The father and son doctor team practiced in the clinic building together until 1965 when Erling Sr. semi-retired and then retired. In 1965, the first person to practice in the clinic since 1900 without the name Ravn on his medical license was Dr. James Janowiak who joined the staff in 1965 as Erling Sr. retired; Dr. Jack Millenbah joined the clinic staff in 1969. A new Ravn clinic had been built in 1960 and then enlarged in 1969. The original clinic building was razed in 1960. With the increase in additional doctors the clinic name was changed to the Family Medical Clinic in 1969. Dr. Michael Mikkelson took up practice there in 1972 followed by Dr. Thomas Simerson in 1975 and then Dr. Geoffrey Kloster in 1976. It was in the fall of that year when the group known as the Hilltop Medical Group opened the new Family Medical Clinic on O’Day Street just east of the present day Marshfield Clinic. That state of the art facility housed the six doctors along with a staff of 32 to manage the growing medical needs of the community.

Dr. Erling Ravn Jr. mostly had a role as the surgeon to the clinic staff. In 1989 he retired at the age of 62. In advertisements, he was pictured with Dr. Steven Dahm assuring his patients and the community that they were in safe hands with the doctor who had returned to Merrill to practice under Dr. Ravn, a man Dr. Dahm had called his mentor.

The Ravns built their home on Ninth Street and lived there for 58 years expanding it as the family expanded. That home was known to many in the neighborhood as the auxiliary “Ravn Clinic” as friends and neighbors would stop by for diagnoses and treatment of injuries from the common cold to ice auger lacerations. Ole was also a firm believer in hometown medicine, something I am sure that was something he learned as a boy growing up watching his father practice. The Ravn children remembered when goods from a farm or access to a fishing hole were just as good as cash when Dr. Ole Ravn made his house calls. His children would relate he enjoyed the mystery of illness, being able to diagnose and treat and then watching his patients recover thanks to his skills. For most of his life Dr. Ravn would be able to recognize his former patients and recall exactly what operations he had performed on them.

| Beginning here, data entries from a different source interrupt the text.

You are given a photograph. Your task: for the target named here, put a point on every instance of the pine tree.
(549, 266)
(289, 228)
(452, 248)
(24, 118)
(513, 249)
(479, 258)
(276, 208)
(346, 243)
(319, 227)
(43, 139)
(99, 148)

Eventually both Erling and Ann turned to Bell Tower Residence as they aged, both moving there a few years ago. The once renowned provider of care became the patient himself as his body slowly submitted to Alzheimer’s disease. Of course, the entire time his devoted wife Ann remained at his side along with a dedicated group of caregivers.

There, on Wednesday, Sept. 12, 2018, surrounded by his family Dr. Erling Oscar Ravn passed away. He leaves behind his children, Michael (Jean); Kristin (Dave); Mary (Dave); Timothy (Tracy) and Thomas along with 14 grandchildren and 15 grandchildren.

For three generations and 89 years the name Ravn was synonymous with medical care in the Merrill community and it continues to be associated with community service here. No one probably even knows or remembers what brought Dr. Michael Ravn here in 1900, but this community was changed for the better thanks to him, his children, his grandchildren, and now his great grandchildren and great-great grandchildren, many of whom continue serving the Merrill community.